Answer: The judge may accept the appointment.

Discussion: A school superintendent has offered a part-time justice court judge a position on the local school district board of education. The judge questions whether service is permitted under the Code of Judicial Conduct. The duties of the board include establishing the objectives of the school; adopting policies, procedures and regulations for governing the school system; establishing salaries; and representing and supporting the schools before county commissioners, State Board of Education, the Legislature and school patrons. Membership on the board is a paid position.

The board is a governmental entity. Membership on governmental entities is governed by Canon 4C(2) and Canon 4C(3).
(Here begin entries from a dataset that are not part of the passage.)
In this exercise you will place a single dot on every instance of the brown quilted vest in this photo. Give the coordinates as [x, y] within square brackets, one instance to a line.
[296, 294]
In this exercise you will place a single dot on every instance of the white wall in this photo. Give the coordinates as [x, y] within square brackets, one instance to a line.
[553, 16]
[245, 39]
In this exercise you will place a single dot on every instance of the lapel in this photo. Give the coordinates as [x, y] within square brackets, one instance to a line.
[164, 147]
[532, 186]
Canon 4C(2) states that "[a] judge shall not accept appointment to a governmental committee or commission or other governmental position that is concerned with issues of fact or policy on matters other than the improvement of the law, the legal system or the administration of justice." Because the school board is concerned with issues other than legal issues, service by a judge would typically be inappropriate. However, the applicability section of the Code states that a part-time justice court judge is not required to comply with this section. A part-time justice court judge may therefore accept a governmental position on entities other than those concerned with legal issues.

Canon 4C(3) states that "[a] judge may serve as an officer, director, trustee or non-legal advisor of an organization or governmental agency, which may include a constitutional revision commission, devoted to the improvement of the law, the legal system or the administration of justice, or of an educational, religious, charitable, fraternal or civic organization not conducted for profit." A part-time justice court judge is required to comply with this provision. We noted in Informal Opinion 95-3, which discussed service on the state Board of Regents, that this Canon is also relevant in determining whether a judge may serve a governmental organization that is not concerned with the law or the legal system. The difficulty that is presented is whether this Canon prohibits a part-time judge from serving on a government education board, even though service would be permitted under Canon 4C(2).
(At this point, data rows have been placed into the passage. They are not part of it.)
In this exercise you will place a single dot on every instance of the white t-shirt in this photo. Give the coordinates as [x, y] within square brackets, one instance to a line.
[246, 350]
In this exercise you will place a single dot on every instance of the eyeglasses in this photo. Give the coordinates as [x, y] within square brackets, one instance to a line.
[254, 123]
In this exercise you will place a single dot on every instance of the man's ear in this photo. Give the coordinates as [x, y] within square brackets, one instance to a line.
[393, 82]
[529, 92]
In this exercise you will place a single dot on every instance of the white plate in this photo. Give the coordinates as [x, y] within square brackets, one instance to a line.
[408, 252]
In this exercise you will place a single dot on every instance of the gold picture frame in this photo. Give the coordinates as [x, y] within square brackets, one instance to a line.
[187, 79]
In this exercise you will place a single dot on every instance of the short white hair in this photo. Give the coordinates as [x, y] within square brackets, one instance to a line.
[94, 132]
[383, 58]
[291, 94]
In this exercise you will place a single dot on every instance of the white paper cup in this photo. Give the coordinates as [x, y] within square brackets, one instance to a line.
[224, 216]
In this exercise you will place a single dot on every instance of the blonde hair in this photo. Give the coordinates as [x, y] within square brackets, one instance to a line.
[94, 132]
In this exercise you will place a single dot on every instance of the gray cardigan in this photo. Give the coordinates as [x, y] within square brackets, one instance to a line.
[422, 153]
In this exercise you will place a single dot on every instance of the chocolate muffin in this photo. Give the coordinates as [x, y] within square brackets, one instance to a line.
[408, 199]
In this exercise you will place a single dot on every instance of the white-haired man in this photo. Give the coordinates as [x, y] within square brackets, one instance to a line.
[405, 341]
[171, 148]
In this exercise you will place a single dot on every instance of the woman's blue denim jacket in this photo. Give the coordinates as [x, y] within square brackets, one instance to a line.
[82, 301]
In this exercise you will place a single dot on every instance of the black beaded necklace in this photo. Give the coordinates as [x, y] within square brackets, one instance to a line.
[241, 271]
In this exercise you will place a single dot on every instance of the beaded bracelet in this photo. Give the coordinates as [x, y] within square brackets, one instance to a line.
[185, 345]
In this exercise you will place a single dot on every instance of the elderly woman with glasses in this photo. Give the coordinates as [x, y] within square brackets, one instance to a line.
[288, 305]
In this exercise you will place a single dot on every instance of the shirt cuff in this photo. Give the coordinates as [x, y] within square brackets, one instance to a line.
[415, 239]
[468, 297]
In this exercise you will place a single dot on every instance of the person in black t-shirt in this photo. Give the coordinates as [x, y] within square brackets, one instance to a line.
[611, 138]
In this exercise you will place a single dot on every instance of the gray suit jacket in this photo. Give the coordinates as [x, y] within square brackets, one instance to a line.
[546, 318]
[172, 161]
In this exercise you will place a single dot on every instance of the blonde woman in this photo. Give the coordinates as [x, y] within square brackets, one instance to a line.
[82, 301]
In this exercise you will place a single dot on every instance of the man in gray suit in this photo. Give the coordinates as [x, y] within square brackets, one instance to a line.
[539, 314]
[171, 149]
The Committee believes that exempting part-time justice court judges from Canon 4C(2) is intended to permit these judges to participate in governmental service beyond governmental boards that are concerned solely with the law and the legal system. Canon 4C(2) is phrased in proscriptive terms, while Canon 4C(3) is phrased in permissive terms. The primary focus of Canon 4C(2) is to limit governmental service. The primary focus of Canon 4C(3) is to proscribe a judge’s activities when a judge serves on a governmental or civic organization - e.g. limits on fund-raising and membership solicitation. Once it is determined that service is permitted under Canon 4C(2) (or that the Canon does not apply as in this situation), Canon 4C(3) serves only to limit a judge’s activities on the governmental board. A part-time judge may therefore serve on a governmental board, subject to the restrictions of Canon 4C(3). These restrictions include prohibitions against fund-raising and membership solicitation and, perhaps most importantly, a prohibition against serving an entity that is a regular litigant in any court.

In addition to the specific proscriptions in Canon 4C(3), a judge must consider other factors before accepting the appointment. The judge’s service must not affect public confidence in the integrity and impartiality of the judiciary. The Committee does not believe that those factors are at issue with the school board, but the judge must make certain before accepting the appointment. The Committee also notes that there may be statutory and/or constitutional issues concerning a part-time judge’s service to an executive branch entity. The Committee cannot offer an opinion on those issues, other than to state that if service is illegal, it would also be unethical. The Committee encourages the judge to consult her legal advisors as to whether service is authorized.

Part-time justice court judges are typically from smaller communities in which community leaders often have more than one role. Under the Code of Judicial Conduct, a part-time justice court judge may also participate in different roles.